話題の中心はトランプ大統領が舵を取るアメリカである。トランプ氏が大統領選挙で勝利したすぐ後に報じた通り、ロジャーズ氏はトランプ政権の経済政策には比較的ポジティブな意見を表明していた。

今や次期大統領がわれわれの前に立っている。そして彼は選挙時とは違うことを言っている。だから彼が実際に何をするのか見てみよう。(中略)彼がもし選挙時の過激な発言とは違うことをし、誰にでもオープンになるのであれば、どうしたことだろう、アメリカは当分の間良い時代を享受することになる。

ロジャーズ氏はトランプ政権による減税やインフラ投資が米国株にとって買い材料だとしながらも、米国株は既に高くなっているとして、その他の国々により良い投資機会があると主張する。

トランプ相場におけるロシア株

ロジャーズ氏が真っ先に挙げるのはロシア株である。トランプ大統領がアメリカとロシアの関係を改善するという見通しから、長年低いパフォーマンスに甘んじていたロシア株に買い場が来ていると主張する。

トランプ大統領の対ロシア政策については、彼の最近のツイート(原文英語、その1その2その3)を引用すれば一目瞭然である。

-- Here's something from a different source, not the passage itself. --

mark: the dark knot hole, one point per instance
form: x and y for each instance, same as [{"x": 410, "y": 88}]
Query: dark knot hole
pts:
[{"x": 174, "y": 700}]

ロシアと上手くやってゆくことは良いことであり、悪いことではない。馬鹿な人々か道化だけがそれを悪いことだと言う。わざわざ問題を作り出さずとも世界には既に問題が沢山ある。わたしが大統領になる時には、ロシアはアメリカに今よりも敬意を払うようになり、両国は恐らく、世界中の課題について協力して働くようになるだろう。

これまで長年反ロシア政策を取ってきたアメリカが、本当にトランプ大統領の言うような政策を取るとすれば、それは世界の投資家にとって何を意味するだろうか? ロジャーズ氏が着目するのは対ロシア経済制裁の解除の可能性である。

わたしはトランプがロシアに対してポジティブな発言をする前からロシア株に強気だった。そして今、トランプはロシアと親しくすると言っている。そうなれば他のすべての国もロシアへの経済制裁を解除することになるだろう。

ロシアはクリミア併合以来、日本を含む多くの国から経済制裁を受けている。しかしトランプ大統領が言葉通りロシアと「世界中の課題について協力して働く」とすれば、その前に経済制裁の解除があると想定するのが普通だろう。

個人的にもロシア経済には注目している。産油国であるロシアは原油安に長らく苦しみ、通貨安によるインフレへの対処から高金利を余儀なくされていたが、原油価格が反発した今、経済を刺激するために金利を下げてゆける状況にある。当初は高金利に苦しんでいたものの、金利低下とともに未曾有の繁栄を享受した、レーガノミクス時のアメリカ経済のような状況である。ロシア経済についても時間があれば書きたいと思っている。

話が脱線するが、安倍首相が北方四島についてプーチン大統領と交渉した際、対ロシア経済制裁の解除というカードを切れなかった安倍首相には大いに失望したものである。トランプ大統領によっていずれ世界的に経済制裁は解除の方向に向かうと考えれば、このカードはほとんど何の外交的コストもなしにプーチン大統領から譲歩を引き出せる魔法のような手段だったのである。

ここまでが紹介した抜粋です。